Re: Dirty Little Secrets.
 
It's hard to control these feelings.

Acheron February 14th 2012 03:06 AM

Re: Dirty Little Secrets.
 
At some point I should probably tell my family that I've started on antidepressants. But not yet.

eaty February 14th 2012 03:38 AM

Re: Dirty Little Secrets.
 
I feel like I will never fall in love, or find the perfect person for me.

Lumos. February 14th 2012 04:49 AM

Re: Dirty Little Secrets.
 
I had the thoughts again.
I decided i don't want to get better.

Evanesco February 15th 2012 08:21 AM

Re: Dirty Little Secrets.
 
I haven't done any work. My mum thinks I've done all of it.

theinfatuatedpanda February 15th 2012 11:30 AM

Re: Dirty Little Secrets.
 
Yeah, I like him. I don't admit it because I know he won't reciprocate.

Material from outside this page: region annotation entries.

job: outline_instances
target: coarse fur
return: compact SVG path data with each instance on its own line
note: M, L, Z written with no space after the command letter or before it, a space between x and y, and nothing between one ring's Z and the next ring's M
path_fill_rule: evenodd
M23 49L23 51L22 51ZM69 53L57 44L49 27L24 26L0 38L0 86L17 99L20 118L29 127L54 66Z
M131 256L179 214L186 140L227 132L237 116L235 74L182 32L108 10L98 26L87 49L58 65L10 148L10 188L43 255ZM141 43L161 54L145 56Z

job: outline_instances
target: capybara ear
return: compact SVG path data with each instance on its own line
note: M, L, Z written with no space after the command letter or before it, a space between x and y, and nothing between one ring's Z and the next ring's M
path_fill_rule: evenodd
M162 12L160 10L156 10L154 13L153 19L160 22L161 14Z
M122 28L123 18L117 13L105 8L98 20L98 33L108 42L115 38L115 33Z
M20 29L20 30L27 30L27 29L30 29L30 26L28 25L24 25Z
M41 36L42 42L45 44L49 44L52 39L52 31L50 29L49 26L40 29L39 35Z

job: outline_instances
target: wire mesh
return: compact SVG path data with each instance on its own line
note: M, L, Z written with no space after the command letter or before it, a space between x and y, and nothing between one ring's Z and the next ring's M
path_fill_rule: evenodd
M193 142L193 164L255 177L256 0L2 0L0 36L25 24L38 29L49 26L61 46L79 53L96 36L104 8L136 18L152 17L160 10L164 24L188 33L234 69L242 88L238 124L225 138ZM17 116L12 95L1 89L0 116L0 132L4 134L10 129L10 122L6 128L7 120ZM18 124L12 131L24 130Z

Stargazed. February 15th 2012 09:39 PM

Re: Dirty Little Secrets.
 
I'm 90% sure that I'm bisexual.

Moxie. February 15th 2012 10:20 PM

Re: Dirty Little Secrets.
 
Sometimes, I don't know if I want to get better.

DeletedAccount56 February 16th 2012 07:20 PM

Re: Dirty Little Secrets.
 
I want to text her so bad

DeletedAccount107 February 16th 2012 07:23 PM

Re: Dirty Little Secrets.
 
I had sex with B again and didn't tell him.

Evanesco February 17th 2012 08:07 AM

Re: Dirty Little Secrets.
 
I thought I wasn't, but I'm still waiting for you. And I probably always will be.

Stargazed. February 17th 2012 12:49 PM

Re: Dirty Little Secrets.
 
If it wasn't a dream and someone was really trying to kill me, I think I'd let them.

minniemouseprincess February 18th 2012 12:18 AM

Re: Dirty Little Secrets.
 
Sometimes, I wish I never knew him.

Sincerely Yours ♥ February 18th 2012 12:56 AM

Re: Dirty Little Secrets.
 
I'm just too exhausted to keep doing this. Any of this. :'(

Evanesco February 18th 2012 12:58 PM

Re: Dirty Little Secrets.
 
I can\'t be bothered.

Sincerely Yours ♥ February 18th 2012 07:03 PM

Re: Dirty Little Secrets.
 
I just keep waiting for myself to mess up

Moxie. February 19th 2012 04:14 AM

Re: Dirty Little Secrets.
 
Sometimes, I want someone to notice self destructive behavior. Sometimes, I want them to worry about me. I just want to see that they care. Pathetic. my

Evanesco February 19th 2012 02:40 PM

Re: Dirty Little Secrets.
 
I am going to fail these subjects but you think I\'m doing fine.

bitesize February 19th 2012 06:29 PM

Re: Dirty Little Secrets.
 
I don\'t find Tallafornia as cringy as everyone else seems to.......oh dear.